James Leroy Wilson's blog

Wednesday, July 26, 2006

Guilty but Insane

I'm troubled by the Andrea Yates verdict of "not guilty by reason of insanity." I'm not going to venture into Thomas Szasz territory and the question of whether mental illness is a myth; if anything, I tend to agree with this statement from a NAMI press release: "The criminal justice system usually is ill-suited to address issues involving mental illness as it tries to impose legal logic on biological irrationality."

My angle is this: if Yates in fact committed the murders, she should have been found "guilty." This would establish that the state, as the official protector of our lives and liberties, has the right to incarcerate her. And then, if the jury rules "but insane," that would help determine the terms and location of her incarceration.

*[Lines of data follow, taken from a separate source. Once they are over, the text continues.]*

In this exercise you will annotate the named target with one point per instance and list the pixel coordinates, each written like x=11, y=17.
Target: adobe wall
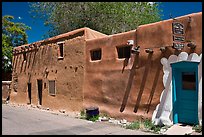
x=42, y=63
x=131, y=88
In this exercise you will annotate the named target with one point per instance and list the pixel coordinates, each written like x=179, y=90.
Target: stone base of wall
x=6, y=89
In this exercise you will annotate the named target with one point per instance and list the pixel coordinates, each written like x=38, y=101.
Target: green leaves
x=105, y=17
x=13, y=34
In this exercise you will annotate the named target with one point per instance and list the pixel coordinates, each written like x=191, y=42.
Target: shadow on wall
x=129, y=84
x=156, y=78
x=144, y=79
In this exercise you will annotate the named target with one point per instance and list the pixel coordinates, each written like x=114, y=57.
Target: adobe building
x=154, y=71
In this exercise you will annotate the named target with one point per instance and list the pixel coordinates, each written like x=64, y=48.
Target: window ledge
x=60, y=58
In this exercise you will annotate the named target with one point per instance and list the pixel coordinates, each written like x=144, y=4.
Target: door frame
x=178, y=66
x=39, y=91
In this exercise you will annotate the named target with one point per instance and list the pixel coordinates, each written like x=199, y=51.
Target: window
x=60, y=50
x=52, y=90
x=124, y=52
x=188, y=81
x=96, y=54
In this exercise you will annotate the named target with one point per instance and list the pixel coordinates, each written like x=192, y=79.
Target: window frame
x=60, y=50
x=52, y=94
x=124, y=54
x=92, y=55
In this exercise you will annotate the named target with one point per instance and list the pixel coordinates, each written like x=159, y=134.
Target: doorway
x=185, y=92
x=39, y=81
x=29, y=92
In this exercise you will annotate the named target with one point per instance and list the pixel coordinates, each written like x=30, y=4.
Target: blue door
x=185, y=92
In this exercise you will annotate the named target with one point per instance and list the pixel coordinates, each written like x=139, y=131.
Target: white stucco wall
x=162, y=115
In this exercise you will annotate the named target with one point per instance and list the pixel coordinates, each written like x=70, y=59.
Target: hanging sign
x=178, y=28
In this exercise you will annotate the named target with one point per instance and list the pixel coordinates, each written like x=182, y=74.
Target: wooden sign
x=178, y=28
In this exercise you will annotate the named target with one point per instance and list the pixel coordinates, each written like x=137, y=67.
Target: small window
x=188, y=81
x=96, y=54
x=60, y=50
x=124, y=52
x=52, y=90
x=24, y=56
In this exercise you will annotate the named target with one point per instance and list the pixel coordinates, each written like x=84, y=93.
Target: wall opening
x=60, y=50
x=52, y=88
x=39, y=81
x=188, y=81
x=124, y=52
x=95, y=54
x=29, y=93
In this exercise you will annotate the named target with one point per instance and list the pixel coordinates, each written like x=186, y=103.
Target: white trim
x=162, y=115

How is this different from "not guilty by reason of insanity?" Because if someone is "not guilty" of a crime, the state has no right to take her away. Period. No matter how insane she seems to be. The state is essentially ruling that the state can take a person away not because of the guilt, but because of the insanity. The evil is in the involuntary commitment of individuals to mental hospitals. If the state is to judge someone's mental competence, that should be considered only if that person is accused of a crime and should be able to act only if the person is found guilty of the crime. Otherwise, the state should leave people alone.

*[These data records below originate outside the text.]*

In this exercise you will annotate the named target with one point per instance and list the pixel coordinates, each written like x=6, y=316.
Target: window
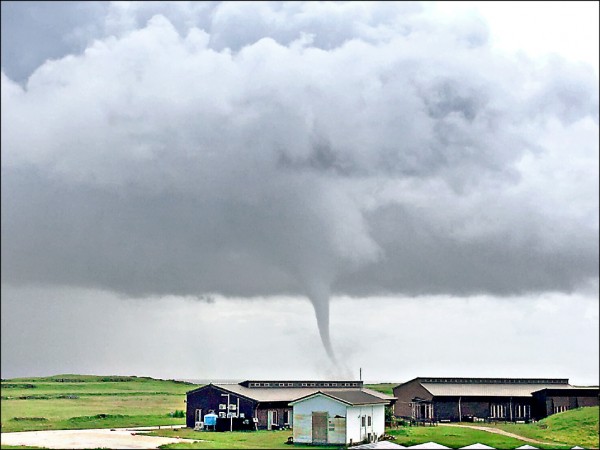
x=497, y=411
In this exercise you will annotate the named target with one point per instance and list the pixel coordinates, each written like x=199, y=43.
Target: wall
x=354, y=429
x=209, y=397
x=302, y=417
x=405, y=393
x=264, y=408
x=547, y=400
x=446, y=408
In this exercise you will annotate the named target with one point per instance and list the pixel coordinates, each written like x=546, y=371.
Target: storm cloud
x=308, y=149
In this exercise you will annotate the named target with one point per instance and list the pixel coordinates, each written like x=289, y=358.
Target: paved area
x=127, y=438
x=498, y=431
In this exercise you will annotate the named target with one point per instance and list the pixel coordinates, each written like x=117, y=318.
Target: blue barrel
x=210, y=419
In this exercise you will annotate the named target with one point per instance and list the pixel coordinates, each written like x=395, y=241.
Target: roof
x=350, y=397
x=489, y=387
x=285, y=394
x=302, y=383
x=389, y=398
x=590, y=389
x=484, y=390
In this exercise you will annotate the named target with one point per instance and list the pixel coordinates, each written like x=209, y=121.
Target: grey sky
x=285, y=150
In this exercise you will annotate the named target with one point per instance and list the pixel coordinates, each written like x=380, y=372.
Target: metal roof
x=349, y=396
x=285, y=394
x=488, y=389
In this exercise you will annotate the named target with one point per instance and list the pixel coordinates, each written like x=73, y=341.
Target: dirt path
x=498, y=431
x=127, y=438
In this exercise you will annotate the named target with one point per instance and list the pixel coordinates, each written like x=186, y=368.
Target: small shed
x=338, y=417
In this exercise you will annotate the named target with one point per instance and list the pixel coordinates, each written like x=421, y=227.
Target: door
x=271, y=419
x=319, y=428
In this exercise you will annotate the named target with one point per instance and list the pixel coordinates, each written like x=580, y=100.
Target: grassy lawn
x=236, y=439
x=453, y=437
x=575, y=427
x=385, y=388
x=86, y=401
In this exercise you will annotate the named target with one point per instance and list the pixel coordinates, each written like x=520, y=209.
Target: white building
x=338, y=417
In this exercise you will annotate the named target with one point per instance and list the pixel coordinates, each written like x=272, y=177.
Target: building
x=510, y=399
x=554, y=400
x=338, y=417
x=254, y=404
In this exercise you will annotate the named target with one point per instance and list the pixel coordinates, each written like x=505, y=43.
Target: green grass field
x=236, y=439
x=86, y=401
x=575, y=427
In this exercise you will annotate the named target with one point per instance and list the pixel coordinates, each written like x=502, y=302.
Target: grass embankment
x=452, y=437
x=575, y=427
x=87, y=401
x=236, y=439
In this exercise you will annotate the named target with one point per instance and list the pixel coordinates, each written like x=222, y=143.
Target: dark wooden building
x=554, y=400
x=472, y=399
x=257, y=404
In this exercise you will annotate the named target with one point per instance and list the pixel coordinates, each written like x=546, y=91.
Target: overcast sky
x=296, y=190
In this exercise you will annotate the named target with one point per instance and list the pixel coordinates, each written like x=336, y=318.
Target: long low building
x=510, y=399
x=254, y=404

  1. Killing another human being is "homicide", but not all "homicide" is "murder". To qualify as murder, the killer must have both done the act of killing (actus rea) and had the required state of mind (mens rea).

    A sleepwalker, for example, would not have had the requisite state of mind to be convicted of murder in the case of a killing while sleepwalking. An "insane" person would not have had the requisite state of mind and would, therefore, not be a murderer. She would be "not guilty" of murder even though she had killed someone.

    In our society, murderers are treated differently from killers while insane. Both are put away for the protection of society, but the killer while insane can recover and re-enter society, in principle, at some point. She is not considered morally unsound, only mentally ill.

    Similarly, we acknowledge degrees of culpability for murderers. A crime of passion is treated less harshly than cold blooded murder, for example.

  2. I prefer "responsible but insane", or "responsible but mentally disordered". That conveys acknowledgement of the actus rea without admitting mens rea.